The value of x satisfying $\dfrac{d}{{dx}}\left[ {\cos x + a} \right] = \sin 2x$ are
A). $\dfrac{{3n\pi }}{2}$
B). $\dfrac{{3n\pi }}{4}$
C). $\dfrac{{2n\pi }}{3}$
D). None of these

Answer 1

Here in the question $\dfrac{d}{{dx}}$ is nothing but the concept of derivative of the function so given with respect to x. We will directly go for the derivative of the function given. Then we will use formulas for the angles so found. With the help of that we can equate the angles and get the value of x.
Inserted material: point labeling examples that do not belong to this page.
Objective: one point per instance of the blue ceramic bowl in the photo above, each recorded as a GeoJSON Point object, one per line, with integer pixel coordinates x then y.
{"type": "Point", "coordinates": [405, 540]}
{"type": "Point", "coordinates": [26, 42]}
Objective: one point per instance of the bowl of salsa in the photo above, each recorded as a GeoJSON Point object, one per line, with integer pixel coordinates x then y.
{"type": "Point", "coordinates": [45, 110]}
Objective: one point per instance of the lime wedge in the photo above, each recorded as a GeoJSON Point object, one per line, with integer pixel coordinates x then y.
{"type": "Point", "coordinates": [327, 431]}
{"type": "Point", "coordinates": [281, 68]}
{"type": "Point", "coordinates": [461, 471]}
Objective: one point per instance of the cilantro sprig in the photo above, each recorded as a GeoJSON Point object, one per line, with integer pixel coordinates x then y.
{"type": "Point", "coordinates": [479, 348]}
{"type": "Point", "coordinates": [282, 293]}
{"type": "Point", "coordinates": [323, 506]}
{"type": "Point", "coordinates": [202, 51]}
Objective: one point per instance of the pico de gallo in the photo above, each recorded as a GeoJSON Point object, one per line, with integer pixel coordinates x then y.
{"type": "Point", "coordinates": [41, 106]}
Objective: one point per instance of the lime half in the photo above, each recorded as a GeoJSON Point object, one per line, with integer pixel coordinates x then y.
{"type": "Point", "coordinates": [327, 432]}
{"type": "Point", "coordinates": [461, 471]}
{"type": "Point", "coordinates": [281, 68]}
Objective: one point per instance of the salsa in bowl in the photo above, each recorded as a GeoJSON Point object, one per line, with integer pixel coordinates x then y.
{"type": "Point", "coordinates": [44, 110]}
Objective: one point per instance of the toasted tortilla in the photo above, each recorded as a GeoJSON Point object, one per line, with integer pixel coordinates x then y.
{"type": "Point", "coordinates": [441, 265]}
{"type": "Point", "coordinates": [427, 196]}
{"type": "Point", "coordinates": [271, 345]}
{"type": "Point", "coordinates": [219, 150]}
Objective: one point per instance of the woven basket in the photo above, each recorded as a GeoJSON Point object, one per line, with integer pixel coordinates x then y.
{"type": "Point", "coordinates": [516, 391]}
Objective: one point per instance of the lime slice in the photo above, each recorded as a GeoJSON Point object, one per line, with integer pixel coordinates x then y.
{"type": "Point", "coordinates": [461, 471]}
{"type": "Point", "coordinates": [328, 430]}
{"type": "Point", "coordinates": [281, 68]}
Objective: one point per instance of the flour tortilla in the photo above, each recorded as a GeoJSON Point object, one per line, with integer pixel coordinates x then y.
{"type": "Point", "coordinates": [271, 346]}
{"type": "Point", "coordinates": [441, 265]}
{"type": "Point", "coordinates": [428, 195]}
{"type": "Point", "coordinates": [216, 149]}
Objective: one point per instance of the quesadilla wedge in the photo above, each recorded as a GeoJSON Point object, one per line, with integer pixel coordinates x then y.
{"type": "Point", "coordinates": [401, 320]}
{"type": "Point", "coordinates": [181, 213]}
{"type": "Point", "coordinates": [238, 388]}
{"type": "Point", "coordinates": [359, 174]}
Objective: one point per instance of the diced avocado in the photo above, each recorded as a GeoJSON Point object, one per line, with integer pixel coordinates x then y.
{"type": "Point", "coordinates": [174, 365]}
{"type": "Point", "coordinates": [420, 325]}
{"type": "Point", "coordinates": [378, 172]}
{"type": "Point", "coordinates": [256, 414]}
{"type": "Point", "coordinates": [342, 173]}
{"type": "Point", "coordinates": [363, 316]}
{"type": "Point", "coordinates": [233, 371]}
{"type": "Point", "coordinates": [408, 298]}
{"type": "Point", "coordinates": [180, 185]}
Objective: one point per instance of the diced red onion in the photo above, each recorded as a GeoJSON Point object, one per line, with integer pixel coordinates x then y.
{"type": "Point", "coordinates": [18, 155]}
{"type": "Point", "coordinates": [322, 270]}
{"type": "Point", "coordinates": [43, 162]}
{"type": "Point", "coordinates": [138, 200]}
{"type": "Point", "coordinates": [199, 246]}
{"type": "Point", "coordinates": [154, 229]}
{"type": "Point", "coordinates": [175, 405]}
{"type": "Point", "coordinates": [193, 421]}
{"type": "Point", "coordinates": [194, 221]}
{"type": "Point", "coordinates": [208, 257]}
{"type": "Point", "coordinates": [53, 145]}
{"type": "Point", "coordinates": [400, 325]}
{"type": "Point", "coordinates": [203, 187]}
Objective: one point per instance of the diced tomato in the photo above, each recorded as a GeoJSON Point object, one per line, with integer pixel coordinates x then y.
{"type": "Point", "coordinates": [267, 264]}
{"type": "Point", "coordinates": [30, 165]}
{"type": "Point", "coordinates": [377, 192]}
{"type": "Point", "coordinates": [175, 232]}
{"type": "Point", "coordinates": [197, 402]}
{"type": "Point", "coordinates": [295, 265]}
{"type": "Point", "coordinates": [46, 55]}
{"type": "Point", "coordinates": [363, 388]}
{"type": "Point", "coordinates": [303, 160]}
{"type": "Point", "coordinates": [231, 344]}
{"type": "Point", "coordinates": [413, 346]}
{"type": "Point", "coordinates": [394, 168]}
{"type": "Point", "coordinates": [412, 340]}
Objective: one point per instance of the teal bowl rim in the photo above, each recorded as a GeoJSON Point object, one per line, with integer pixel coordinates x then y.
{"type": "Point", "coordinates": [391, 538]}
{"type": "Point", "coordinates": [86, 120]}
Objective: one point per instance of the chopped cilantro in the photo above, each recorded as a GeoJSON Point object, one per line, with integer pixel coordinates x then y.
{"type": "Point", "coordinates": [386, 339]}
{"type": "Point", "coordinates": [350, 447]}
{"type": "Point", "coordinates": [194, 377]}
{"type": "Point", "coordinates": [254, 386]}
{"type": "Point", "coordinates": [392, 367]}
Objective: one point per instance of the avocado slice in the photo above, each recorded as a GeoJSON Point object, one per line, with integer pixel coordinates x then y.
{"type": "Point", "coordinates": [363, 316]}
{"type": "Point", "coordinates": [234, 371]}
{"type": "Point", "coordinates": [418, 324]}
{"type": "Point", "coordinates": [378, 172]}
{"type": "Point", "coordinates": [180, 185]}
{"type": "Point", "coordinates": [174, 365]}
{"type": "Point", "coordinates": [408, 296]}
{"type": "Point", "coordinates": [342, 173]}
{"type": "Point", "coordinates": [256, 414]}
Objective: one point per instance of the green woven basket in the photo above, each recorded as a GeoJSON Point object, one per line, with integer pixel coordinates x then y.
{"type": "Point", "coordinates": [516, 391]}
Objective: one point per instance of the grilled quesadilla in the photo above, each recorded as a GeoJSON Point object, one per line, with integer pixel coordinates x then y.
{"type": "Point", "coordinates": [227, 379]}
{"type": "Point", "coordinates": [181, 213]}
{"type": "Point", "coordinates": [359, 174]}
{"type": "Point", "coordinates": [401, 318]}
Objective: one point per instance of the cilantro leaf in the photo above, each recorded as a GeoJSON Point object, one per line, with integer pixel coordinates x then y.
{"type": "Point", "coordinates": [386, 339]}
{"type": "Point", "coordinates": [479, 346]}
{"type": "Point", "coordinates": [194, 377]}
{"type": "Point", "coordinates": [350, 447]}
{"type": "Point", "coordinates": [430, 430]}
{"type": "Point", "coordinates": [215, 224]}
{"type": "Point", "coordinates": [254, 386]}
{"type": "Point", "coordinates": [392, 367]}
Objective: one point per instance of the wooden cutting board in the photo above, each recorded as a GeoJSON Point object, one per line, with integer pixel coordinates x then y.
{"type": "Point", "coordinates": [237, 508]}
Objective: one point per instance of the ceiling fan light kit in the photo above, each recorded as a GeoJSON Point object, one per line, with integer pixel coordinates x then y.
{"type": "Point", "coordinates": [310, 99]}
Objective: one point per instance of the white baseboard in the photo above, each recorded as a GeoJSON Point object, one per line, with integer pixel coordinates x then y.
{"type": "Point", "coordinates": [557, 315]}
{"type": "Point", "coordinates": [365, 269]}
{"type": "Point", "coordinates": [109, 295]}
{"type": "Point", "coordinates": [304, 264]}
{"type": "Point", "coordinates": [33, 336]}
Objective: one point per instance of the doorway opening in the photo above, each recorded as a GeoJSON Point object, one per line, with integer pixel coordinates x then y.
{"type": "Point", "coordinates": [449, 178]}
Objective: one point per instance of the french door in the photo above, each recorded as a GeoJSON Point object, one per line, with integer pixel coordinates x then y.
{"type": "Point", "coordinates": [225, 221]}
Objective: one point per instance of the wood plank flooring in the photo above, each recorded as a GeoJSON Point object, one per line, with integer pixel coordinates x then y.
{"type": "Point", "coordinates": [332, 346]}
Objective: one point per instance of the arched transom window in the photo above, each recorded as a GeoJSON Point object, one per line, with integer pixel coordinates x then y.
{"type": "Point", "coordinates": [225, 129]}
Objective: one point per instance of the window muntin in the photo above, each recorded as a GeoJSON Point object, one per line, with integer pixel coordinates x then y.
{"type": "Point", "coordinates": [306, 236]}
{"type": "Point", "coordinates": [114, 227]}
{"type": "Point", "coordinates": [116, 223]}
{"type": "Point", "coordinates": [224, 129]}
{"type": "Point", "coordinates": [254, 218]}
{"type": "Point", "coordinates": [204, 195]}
Complete step-by-step solution:
Given that,
$\dfrac{d}{{dx}}\left[ {\cos x + a} \right] = \sin 2x$
We know that the derivative of $\cos x$ is $- \sin x$ and that of a constant is zero.
$- \sin x = \sin 2x$
Now transposing the sin function we get,
$\sin 2x + \sin x = 0$
Now using the formula of $\sin A + \sin B$ we get,
$2\sin \left( {\dfrac{{2x + x}}{2}} \right).\cos \left( {\dfrac{{2x - x}}{2}} \right) = 0$
Adding and subtracting the angle,
$2\sin \left( {\dfrac{{3x}}{2}} \right).\cos \left( {\dfrac{x}{2}} \right) = 0$
This can be simplified as,
$\sin \left( {\dfrac{{3x}}{2}} \right).\cos \left( {\dfrac{x}{2}} \right) = 0$
Now equating the angles separately,
$\sin \left( {\dfrac{{3x}}{2}} \right) = 0or\cos \left( {\dfrac{x}{2}} \right) = 0$
Then,
$\dfrac{{3x}}{2} = \pi or\dfrac{x}{2} = \dfrac{\pi }{2}$
So x equals to,
$x = \dfrac{{2n\pi }}{3}$
This is the correct answer.
So option C is correct.

Note: Note that, we will find the derivative of LHS only and not of RHS. Because it is not instructed to find the derivative of both sides. So be careful. Also note that the angle is not fixed; it is in terms of n so no need to find any particular angle.